In the embodiments disclosed herein, the feature map reconstruction utilizes feature-enhancement filters and information about known parameters of the object being scanned, for example, such as, parameters of a heart when the scanned object is the heart of a patient. For example, feature enhancement filters, such as, for example, high-pass filters, low-pass filters, and bandpass filters are used. In an example of the embodiments disclosed herein, various segmentation methods can be used for feature map reconstruction, including traditional segmentation and DL-based segmentation methods. Histogram-based image value conversion can also be utilized to enhance features, and either enlarge the difference in value between organs and tissues in an image or reduce the differences between some special tissues and organs. Generally, feature-enhancement filters are used for highlighting certain information, for example, the features in the image, as well as weakening or removing any unnecessary information, such as, noise based on the known parameters of the scanned object. The highlighted information is presented as a feature map of the scanned object.

In step 160, the feature map 135 is used and a motion estimation is performed to obtain a motion field 155 of the scanned object. A motion field provides a detailed analysis of all the motion detected in the scanned image. The motion field can be a collection of the position of all features of a scanned image at all time points of a scan. This information is used to determine information about any change in position in a three-dimensional region at each increment of time, i.e., an indication of motion in the scanned data.

In step 180, the motion field 155 at the output of step 160 is used to perform motion-compensated reconstruction. Information from motion field 155 is used in the motion-compensated reconstruction to obtain motion correction image 175. The motion correction image 175 in the embodiments disclosed herein utilizes information from motion field 155, and removes corresponding motion artifacts to produce a motion-artifact-free image.
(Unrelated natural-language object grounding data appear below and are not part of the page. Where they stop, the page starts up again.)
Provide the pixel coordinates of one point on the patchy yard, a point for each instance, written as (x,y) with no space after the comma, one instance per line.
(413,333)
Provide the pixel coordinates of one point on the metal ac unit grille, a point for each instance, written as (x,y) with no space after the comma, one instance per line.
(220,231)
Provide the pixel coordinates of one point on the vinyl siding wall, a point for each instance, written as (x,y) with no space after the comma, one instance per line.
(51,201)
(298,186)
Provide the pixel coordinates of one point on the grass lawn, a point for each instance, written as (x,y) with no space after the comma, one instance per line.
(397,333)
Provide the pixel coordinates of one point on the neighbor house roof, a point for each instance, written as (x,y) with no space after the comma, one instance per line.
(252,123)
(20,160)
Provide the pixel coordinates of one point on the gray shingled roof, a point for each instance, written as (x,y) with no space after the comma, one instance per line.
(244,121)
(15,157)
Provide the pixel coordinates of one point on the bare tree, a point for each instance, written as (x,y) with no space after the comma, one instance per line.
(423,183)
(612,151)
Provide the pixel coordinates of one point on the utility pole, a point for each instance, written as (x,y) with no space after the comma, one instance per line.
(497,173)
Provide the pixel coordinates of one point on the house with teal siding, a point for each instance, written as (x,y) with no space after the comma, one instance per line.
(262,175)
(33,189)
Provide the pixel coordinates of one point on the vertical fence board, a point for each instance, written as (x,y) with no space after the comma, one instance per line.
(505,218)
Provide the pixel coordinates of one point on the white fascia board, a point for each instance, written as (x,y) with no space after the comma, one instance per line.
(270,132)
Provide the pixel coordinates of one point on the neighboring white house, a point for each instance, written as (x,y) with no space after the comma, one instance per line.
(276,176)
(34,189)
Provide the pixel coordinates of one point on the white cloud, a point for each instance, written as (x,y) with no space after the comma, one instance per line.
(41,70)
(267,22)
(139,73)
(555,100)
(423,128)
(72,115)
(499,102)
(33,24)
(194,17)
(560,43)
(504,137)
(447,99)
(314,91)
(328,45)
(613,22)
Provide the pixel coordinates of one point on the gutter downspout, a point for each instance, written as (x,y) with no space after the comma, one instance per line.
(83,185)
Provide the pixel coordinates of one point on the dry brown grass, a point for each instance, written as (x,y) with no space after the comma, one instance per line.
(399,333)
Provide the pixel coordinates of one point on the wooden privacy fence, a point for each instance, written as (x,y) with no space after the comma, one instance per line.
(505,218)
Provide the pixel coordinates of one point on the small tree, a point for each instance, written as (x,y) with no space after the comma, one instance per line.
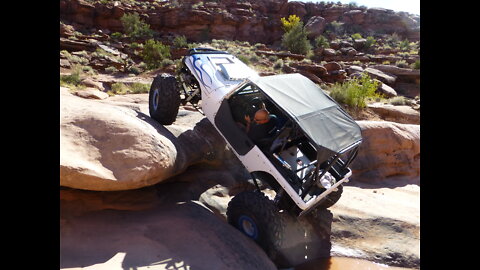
(321,42)
(296,41)
(154,52)
(135,27)
(292,21)
(355,92)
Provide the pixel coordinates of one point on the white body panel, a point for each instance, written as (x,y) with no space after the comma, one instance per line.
(228,74)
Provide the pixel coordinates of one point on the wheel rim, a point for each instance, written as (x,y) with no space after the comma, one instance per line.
(155,99)
(248,226)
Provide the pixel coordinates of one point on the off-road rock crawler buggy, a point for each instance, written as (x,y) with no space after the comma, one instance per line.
(305,162)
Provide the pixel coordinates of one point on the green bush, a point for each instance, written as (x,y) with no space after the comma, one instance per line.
(356,36)
(135,27)
(296,40)
(370,42)
(73,78)
(154,52)
(180,42)
(321,42)
(355,92)
(139,88)
(416,65)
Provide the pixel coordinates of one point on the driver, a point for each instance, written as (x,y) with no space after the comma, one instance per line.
(262,128)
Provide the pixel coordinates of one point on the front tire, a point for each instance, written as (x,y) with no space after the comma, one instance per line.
(257,217)
(331,198)
(164,99)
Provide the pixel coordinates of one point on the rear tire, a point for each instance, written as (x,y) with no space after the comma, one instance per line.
(164,99)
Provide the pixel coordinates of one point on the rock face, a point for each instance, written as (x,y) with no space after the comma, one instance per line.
(109,147)
(253,21)
(135,229)
(388,150)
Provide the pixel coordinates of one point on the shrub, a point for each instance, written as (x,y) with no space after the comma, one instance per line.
(154,52)
(404,45)
(139,88)
(370,42)
(288,24)
(355,92)
(356,36)
(134,27)
(73,78)
(119,88)
(296,40)
(399,100)
(335,27)
(416,65)
(180,42)
(278,64)
(321,42)
(244,59)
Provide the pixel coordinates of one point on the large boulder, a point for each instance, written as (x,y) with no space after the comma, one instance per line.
(388,149)
(108,145)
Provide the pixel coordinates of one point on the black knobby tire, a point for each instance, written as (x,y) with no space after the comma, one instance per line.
(331,198)
(256,216)
(164,99)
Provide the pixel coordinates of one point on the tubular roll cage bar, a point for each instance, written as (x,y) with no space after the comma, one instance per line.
(334,159)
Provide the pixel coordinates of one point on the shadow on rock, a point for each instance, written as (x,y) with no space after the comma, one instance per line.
(166,236)
(305,239)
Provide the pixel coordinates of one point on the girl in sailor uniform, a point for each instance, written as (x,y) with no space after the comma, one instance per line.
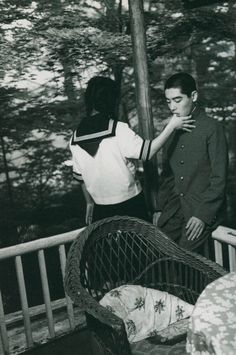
(103,150)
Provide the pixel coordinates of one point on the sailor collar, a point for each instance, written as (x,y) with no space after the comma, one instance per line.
(94,129)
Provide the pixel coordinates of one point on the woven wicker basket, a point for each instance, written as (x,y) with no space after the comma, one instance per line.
(126,250)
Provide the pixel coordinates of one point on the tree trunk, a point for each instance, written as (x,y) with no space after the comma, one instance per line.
(143,97)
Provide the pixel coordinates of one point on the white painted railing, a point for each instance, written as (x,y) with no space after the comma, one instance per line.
(223,235)
(220,235)
(16,252)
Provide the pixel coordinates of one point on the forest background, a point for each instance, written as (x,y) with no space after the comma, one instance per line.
(50,49)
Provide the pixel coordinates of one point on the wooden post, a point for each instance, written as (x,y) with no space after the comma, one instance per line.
(143,96)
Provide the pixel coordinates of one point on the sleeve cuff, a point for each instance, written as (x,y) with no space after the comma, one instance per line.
(145,150)
(77,177)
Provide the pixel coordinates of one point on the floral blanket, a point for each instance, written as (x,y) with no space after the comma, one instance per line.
(145,311)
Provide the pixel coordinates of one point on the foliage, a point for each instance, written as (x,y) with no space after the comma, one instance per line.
(49,49)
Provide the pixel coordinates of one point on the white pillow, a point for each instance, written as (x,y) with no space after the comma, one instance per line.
(145,311)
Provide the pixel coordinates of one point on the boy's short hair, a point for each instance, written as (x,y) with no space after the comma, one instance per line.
(184,81)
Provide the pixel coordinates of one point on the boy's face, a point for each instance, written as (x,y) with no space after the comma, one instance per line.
(180,104)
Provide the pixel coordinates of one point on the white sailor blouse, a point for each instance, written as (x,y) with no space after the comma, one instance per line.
(102,159)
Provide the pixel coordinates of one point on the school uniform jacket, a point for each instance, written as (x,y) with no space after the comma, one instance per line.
(194,172)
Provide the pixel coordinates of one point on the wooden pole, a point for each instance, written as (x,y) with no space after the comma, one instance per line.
(143,99)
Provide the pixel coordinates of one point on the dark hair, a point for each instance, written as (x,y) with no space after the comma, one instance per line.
(184,81)
(102,95)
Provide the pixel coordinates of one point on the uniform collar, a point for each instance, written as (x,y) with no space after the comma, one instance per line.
(94,128)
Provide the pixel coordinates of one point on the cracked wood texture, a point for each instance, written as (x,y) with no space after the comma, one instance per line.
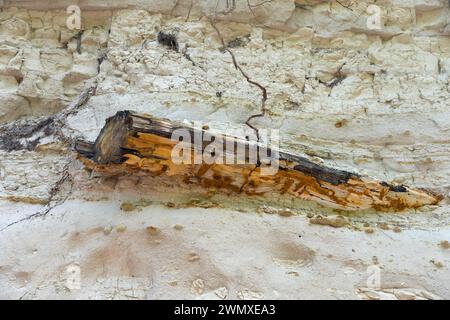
(131,142)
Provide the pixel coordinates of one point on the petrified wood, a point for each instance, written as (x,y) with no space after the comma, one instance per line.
(131,141)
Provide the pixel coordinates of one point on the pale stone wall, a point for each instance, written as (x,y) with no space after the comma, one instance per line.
(371,101)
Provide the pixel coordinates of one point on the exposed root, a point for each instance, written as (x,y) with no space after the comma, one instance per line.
(26,134)
(52,203)
(249,80)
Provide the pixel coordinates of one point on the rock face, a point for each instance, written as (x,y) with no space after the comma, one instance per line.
(344,94)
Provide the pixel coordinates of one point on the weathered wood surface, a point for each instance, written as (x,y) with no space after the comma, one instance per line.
(136,142)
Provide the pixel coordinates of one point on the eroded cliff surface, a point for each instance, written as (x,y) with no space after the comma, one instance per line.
(369,101)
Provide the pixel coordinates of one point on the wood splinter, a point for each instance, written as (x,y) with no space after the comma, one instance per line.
(131,142)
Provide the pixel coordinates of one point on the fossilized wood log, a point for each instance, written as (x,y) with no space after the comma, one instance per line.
(131,142)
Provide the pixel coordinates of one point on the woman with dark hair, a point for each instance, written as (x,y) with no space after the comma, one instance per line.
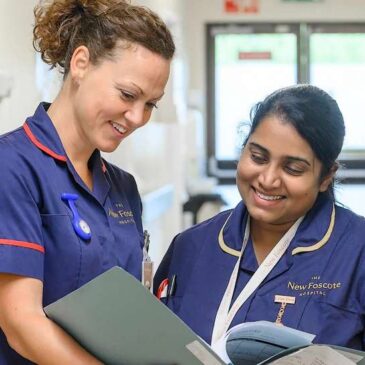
(287,253)
(67,214)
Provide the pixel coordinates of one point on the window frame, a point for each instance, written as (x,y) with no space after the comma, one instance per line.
(225,170)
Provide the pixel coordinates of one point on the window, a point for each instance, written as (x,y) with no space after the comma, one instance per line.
(247,62)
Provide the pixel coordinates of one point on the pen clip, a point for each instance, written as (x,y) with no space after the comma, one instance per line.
(147,264)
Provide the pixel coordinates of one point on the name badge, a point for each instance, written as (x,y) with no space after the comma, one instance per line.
(284,299)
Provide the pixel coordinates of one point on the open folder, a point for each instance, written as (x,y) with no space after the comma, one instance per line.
(115,318)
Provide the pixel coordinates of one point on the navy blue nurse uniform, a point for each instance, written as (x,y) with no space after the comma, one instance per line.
(323,268)
(37,238)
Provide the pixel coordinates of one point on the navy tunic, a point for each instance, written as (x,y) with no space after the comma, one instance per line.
(327,283)
(37,238)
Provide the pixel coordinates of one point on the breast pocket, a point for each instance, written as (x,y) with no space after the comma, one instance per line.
(62,256)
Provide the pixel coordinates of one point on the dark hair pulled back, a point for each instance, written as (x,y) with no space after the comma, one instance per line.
(313,113)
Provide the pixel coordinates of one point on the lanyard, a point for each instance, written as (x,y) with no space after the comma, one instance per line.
(225,314)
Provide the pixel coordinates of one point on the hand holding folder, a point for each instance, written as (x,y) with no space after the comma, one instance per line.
(120,322)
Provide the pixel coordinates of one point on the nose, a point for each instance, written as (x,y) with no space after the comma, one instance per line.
(269,177)
(135,115)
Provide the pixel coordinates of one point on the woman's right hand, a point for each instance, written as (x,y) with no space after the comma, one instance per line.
(27,329)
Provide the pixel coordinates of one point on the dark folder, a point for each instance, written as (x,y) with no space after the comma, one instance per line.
(120,322)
FIGS. 2A, 2B, and 2C show an implementation of the feature map reconstruction. FIG. 2A is a flow diagram of a method 200. In step 210 of method 200, a time point, for example, T1 is selected. The projection view presents data of the object being scanned and is obtained from a scan of the object. For example, the projection views are obtained from the detector of the CT apparatus. The projection view comprises raw data of the scanned object and represents a trajectory of one cycle of scanning, as shown in FIG. 2B. In step 210 of method 200, the projection view at time T1 of the trajectory is obtained.

In step 230, two data ranges corresponding to projection views on opposite sides of time point T1 on the trajectory are selected, as shown in FIG. 2B. These data ranges are the same, but on opposite sides. In the example implementation, shown in FIG. 2B, time ranges of each of the selected data ranges 235 and 235′ correspond to an angle of 90 degrees from the time point T1 selected in step 210 of process 200, but the data range can vary, for example, based on the speed of scanning an object, and the size and position of the target feature of the scanning object.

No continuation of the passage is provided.